Thursday 17 August 2017

First Lady shuns traditional Muslim headscarf

Stark contrasts to Obama visit as aging king greets Trump at airport, with anti-Iran alliances on the table, says Julie Pace

Melania Trump speaks with Saudi Deputy Crown Prince Muhammad bin Nayef bin Abdulaziz al-Saud. Photo: Getty Images
Melania Trump speaks with Saudi Deputy Crown Prince Muhammad bin Nayef bin Abdulaziz al-Saud. Photo: Getty Images

Julie Pace

US First Lady Melania Trump did not cover her head when arriving in Saudi Arabia on the opening leg of her husband's first international tour since taking office.

Two years ago, then-citizen Trump criticised then-first lady Michelle Obama's decision to go bare-headed during a visit with her husband in January 2015.

"Many people are saying it was wonderful that Mrs Obama refused to wear a scarf in Saudi Arabia, but they were insulted. We have enuf enemies," Trump tweeted at the time, including a shorthand spelling for "enough".

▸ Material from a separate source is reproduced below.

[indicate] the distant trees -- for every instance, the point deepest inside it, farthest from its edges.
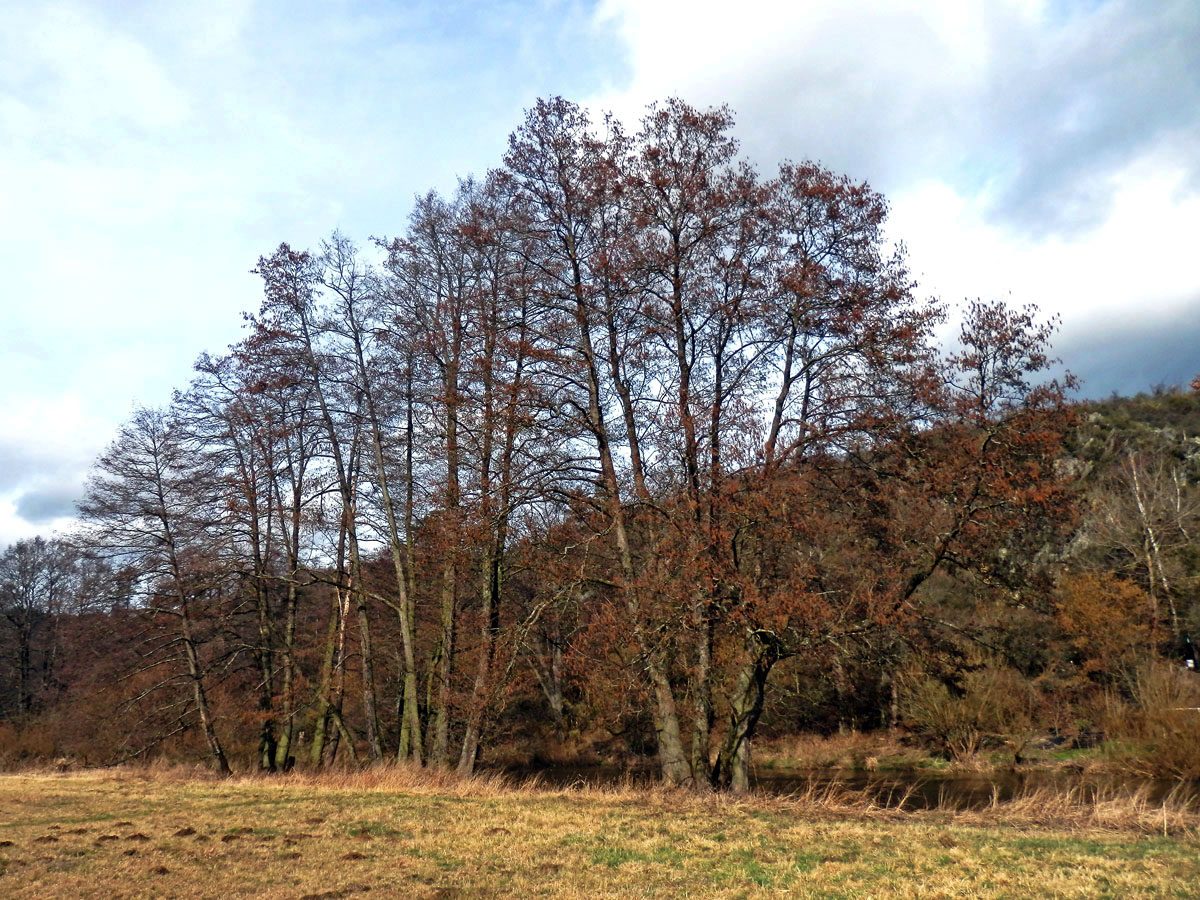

Saudi women and most female visitors are required by law to wear a loose black robe, known as an abaya, in public. Most women in Saudi Arabia also cover their hair and face with a veil known as the niqab.

While Melania dressed conservatively in a long-sleeved, black trouser suit accented with a wide, gold-coloured belt, her below-the-shoulder brown hair blew in the breeze.

On visits earlier this year, British Prime Minister Theresa May and German Chancellor Angela Merkel also shunned head coverings.

Then-first lady Laura Bush generally went without covering her head, though she once briefly donned a headscarf that she received as a gift. Hillary Clinton, on trips to Saudi Arabia as Obama's secretary of state, also did not cover her head.

Trump's daughter Ivanka, a senior White House adviser who is also accompanying her father, also left her head uncovered.

Saudi Arabia adheres to an ultraconservative ­interpretation of Islamic sharia law under which unrelated men and women are segregated.